Friday, January 12, 2018
The "Signaling" Effect of Raising Minimum Wage Laws
I posted yesterday on the conference earlier this week on minimum wage laws in developing countries. Daniel Helman (Ton Duc Thang University, Labor Relations & Trade Unions) circulated a follow-up email making a point about minimum wage laws I hadn't considered before. I suspect his argument has equal force when a single state or municipality in the U.S. raises its minimum wage significantly above (extraordinarily low, by any historical standard) national base rate. Here is Daniel's argument:
During my recent visits to Australia and Singapore (in December) I spent some time networking with academic colleagues. In both places people were talking about how Vietnam was projected to be the most important economy in SE Asia in twenty years. One of the key indicators of this projection is the rate of rise of wages here in Vietnam. The rapid wage increase is seen as a reflection of economic strength and an indicator of future economic growth.
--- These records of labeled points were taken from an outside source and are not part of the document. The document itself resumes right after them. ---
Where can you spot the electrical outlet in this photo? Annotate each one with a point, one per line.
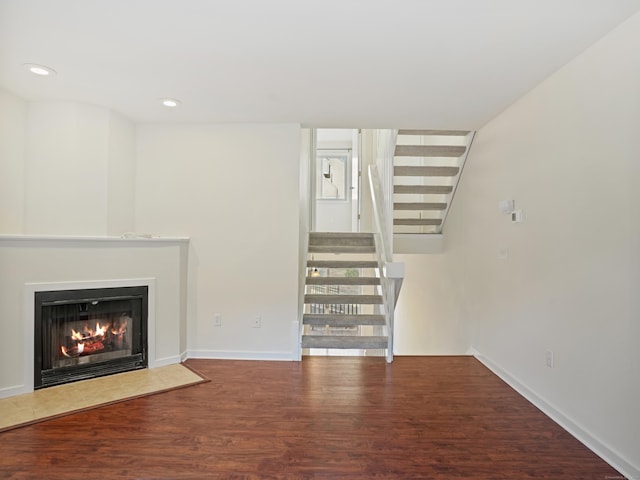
(549, 358)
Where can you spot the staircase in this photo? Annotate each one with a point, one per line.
(426, 168)
(344, 307)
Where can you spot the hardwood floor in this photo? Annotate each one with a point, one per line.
(322, 418)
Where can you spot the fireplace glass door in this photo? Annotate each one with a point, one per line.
(88, 333)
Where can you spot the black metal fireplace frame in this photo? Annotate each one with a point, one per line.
(138, 359)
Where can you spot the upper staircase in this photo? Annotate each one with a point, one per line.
(344, 303)
(426, 167)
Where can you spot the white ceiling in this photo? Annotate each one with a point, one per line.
(329, 63)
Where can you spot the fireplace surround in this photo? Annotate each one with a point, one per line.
(87, 333)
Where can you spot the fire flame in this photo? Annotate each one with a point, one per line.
(121, 328)
(76, 335)
(100, 331)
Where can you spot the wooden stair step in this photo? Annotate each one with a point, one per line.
(343, 281)
(425, 171)
(423, 189)
(430, 150)
(342, 264)
(328, 299)
(419, 206)
(342, 249)
(343, 320)
(449, 133)
(417, 221)
(343, 341)
(341, 238)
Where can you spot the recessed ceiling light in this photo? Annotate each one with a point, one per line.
(170, 102)
(41, 70)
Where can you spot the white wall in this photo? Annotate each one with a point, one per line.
(234, 190)
(79, 166)
(121, 175)
(334, 215)
(13, 118)
(569, 154)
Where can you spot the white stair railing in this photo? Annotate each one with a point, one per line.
(391, 273)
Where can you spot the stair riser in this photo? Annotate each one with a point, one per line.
(341, 249)
(343, 320)
(343, 342)
(429, 150)
(354, 240)
(342, 264)
(448, 133)
(425, 171)
(419, 206)
(343, 299)
(422, 189)
(417, 221)
(343, 281)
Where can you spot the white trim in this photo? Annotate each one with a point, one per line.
(605, 452)
(71, 238)
(15, 390)
(31, 288)
(163, 362)
(234, 355)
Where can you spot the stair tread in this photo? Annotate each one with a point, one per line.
(343, 281)
(320, 298)
(430, 150)
(343, 320)
(342, 249)
(419, 206)
(405, 171)
(422, 189)
(343, 341)
(417, 221)
(451, 133)
(342, 263)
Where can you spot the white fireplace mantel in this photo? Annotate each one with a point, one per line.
(127, 237)
(32, 262)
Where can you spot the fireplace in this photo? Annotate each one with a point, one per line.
(81, 334)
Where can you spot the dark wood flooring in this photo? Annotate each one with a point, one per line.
(322, 418)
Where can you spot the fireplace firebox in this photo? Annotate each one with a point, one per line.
(81, 334)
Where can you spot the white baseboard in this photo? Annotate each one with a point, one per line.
(605, 452)
(15, 390)
(163, 362)
(234, 355)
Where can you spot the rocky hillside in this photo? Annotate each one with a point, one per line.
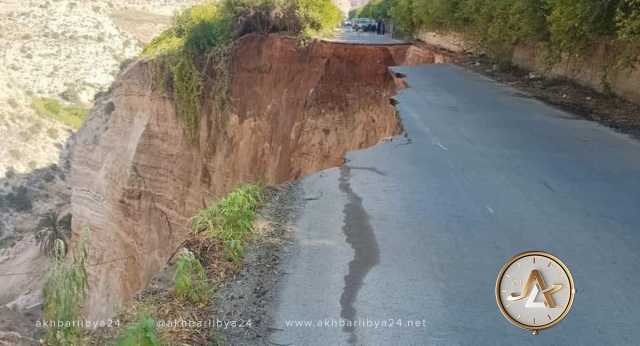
(55, 55)
(137, 179)
(67, 51)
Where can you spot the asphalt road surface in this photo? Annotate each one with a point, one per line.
(416, 229)
(348, 35)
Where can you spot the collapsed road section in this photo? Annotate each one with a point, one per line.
(138, 177)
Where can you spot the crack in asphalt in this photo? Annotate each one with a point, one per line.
(361, 237)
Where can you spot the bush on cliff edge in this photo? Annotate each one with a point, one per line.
(201, 37)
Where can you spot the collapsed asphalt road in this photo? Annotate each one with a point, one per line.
(416, 229)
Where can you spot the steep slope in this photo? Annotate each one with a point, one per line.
(137, 179)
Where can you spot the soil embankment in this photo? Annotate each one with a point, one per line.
(137, 179)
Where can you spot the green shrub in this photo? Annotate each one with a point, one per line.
(19, 199)
(628, 28)
(564, 26)
(231, 219)
(70, 115)
(317, 17)
(201, 36)
(402, 14)
(54, 229)
(141, 333)
(575, 24)
(191, 279)
(373, 9)
(64, 293)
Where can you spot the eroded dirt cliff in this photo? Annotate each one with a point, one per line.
(137, 179)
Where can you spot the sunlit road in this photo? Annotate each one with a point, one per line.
(347, 35)
(416, 229)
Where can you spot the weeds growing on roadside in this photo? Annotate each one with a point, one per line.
(191, 279)
(231, 219)
(141, 333)
(64, 293)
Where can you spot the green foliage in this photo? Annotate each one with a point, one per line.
(64, 293)
(54, 229)
(628, 28)
(402, 14)
(231, 219)
(141, 333)
(70, 115)
(575, 24)
(317, 17)
(373, 9)
(564, 26)
(201, 36)
(191, 279)
(18, 200)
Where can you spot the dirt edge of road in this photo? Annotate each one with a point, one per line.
(609, 110)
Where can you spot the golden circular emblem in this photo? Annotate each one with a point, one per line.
(535, 290)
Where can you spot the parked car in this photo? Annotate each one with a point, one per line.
(364, 24)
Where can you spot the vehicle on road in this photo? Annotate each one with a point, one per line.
(364, 24)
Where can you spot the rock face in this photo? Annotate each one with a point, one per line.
(137, 180)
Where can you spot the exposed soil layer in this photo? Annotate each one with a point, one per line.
(610, 110)
(137, 179)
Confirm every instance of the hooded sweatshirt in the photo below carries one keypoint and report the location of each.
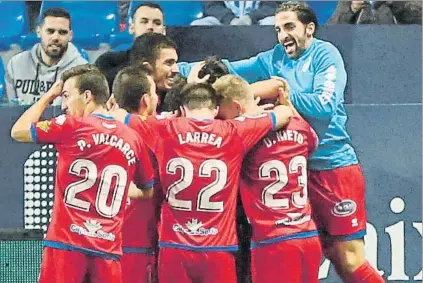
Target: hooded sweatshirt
(28, 78)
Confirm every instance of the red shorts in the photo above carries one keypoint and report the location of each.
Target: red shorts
(182, 266)
(291, 261)
(71, 267)
(337, 199)
(138, 267)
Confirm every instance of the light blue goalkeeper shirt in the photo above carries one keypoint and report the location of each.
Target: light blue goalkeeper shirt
(317, 83)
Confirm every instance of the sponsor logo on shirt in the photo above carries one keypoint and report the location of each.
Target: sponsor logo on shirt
(194, 228)
(92, 229)
(294, 219)
(344, 208)
(60, 120)
(44, 126)
(329, 85)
Thus the trend in wage increases signals to the rest of the world that the economy of Vietnam is becoming increasingly robust. Such a signal leads to foreign investment at a consumer level—as international companies aim to establish an economic presence here in Vietnam. They do this now so that in the future, as the domestic demand is large, they will have a well-established presence and will be able to command a large share of the market in their sector.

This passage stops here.